Heck, you can’t blame Frank Rizzo for trying. Maybe he figured he’d be re-elected to City Council yet again because of the enduring clout of his daddy’s name in this city. Or maybe he figured the voters regarded him as an indispensable can-do guy.
Frank Rizzo figured wrong. As most know by now, he lost his bid in last week’s primary to be a Republican at-large candidate in November’s general election, and it’s refreshing to know that a nagging issue called DROP had plenty to do with Rizzo’s fall from grace.

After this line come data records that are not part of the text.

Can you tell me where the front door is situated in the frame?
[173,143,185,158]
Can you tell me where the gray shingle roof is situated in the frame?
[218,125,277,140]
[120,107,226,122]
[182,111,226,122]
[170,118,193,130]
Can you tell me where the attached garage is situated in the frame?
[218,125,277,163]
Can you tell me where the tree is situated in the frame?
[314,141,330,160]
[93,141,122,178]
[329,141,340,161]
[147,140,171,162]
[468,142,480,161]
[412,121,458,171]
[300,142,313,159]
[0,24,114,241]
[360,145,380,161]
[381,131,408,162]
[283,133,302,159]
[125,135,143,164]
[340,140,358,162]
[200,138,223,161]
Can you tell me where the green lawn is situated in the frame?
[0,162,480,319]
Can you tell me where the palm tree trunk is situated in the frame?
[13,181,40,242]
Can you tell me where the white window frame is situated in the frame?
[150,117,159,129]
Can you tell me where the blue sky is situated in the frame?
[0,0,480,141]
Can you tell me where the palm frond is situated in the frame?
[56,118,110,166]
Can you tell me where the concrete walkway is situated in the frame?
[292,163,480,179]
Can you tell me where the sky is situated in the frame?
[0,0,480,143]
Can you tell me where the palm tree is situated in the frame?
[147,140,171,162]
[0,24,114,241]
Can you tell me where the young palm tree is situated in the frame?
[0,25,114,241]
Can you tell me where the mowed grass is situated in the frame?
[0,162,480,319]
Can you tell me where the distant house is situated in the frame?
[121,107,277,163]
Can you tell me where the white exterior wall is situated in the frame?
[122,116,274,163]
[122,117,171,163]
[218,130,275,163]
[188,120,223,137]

That, of course, is the acronym for Deferred Retirement Option Plan. It’s the much-maligned program that was conceived for city employees a decade ago but somehow became a money geyser for elected officials.
It’s fine that a campaigning Rizzo had said he wanted to return the roughly $195,000 he stood to receive from DROP. But he also felt the public heat that started to rise with the possibility that he’d be re-elected in November, reject DROP’s mandated retirement, keep his six-figure booty and start his new Council term.
He could have done that. You might recall that election commission chairwoman Marge Tartaglione and City Councilwoman Joan Krajewski established the precedent for all elected officials by relying on a city solicitor’s lame opinion to circumvent DROP’s required retirement — the duo “retired” for one day, collected their huge payouts in lump sums, and were “rehired” to return to the payroll.
Tartaglione, by the way, will be packing along with Rizzo. She lost her Democratic race to a challenger who raised holy hell about DROP.
It’s understandable why Councilman Bill Green has been thwarted in his commendable mission to end these shenanigans. With a third of Council enrolled in DROP, his futile efforts were akin to convincing an alcoholic that he has to give up his job in a liquor store.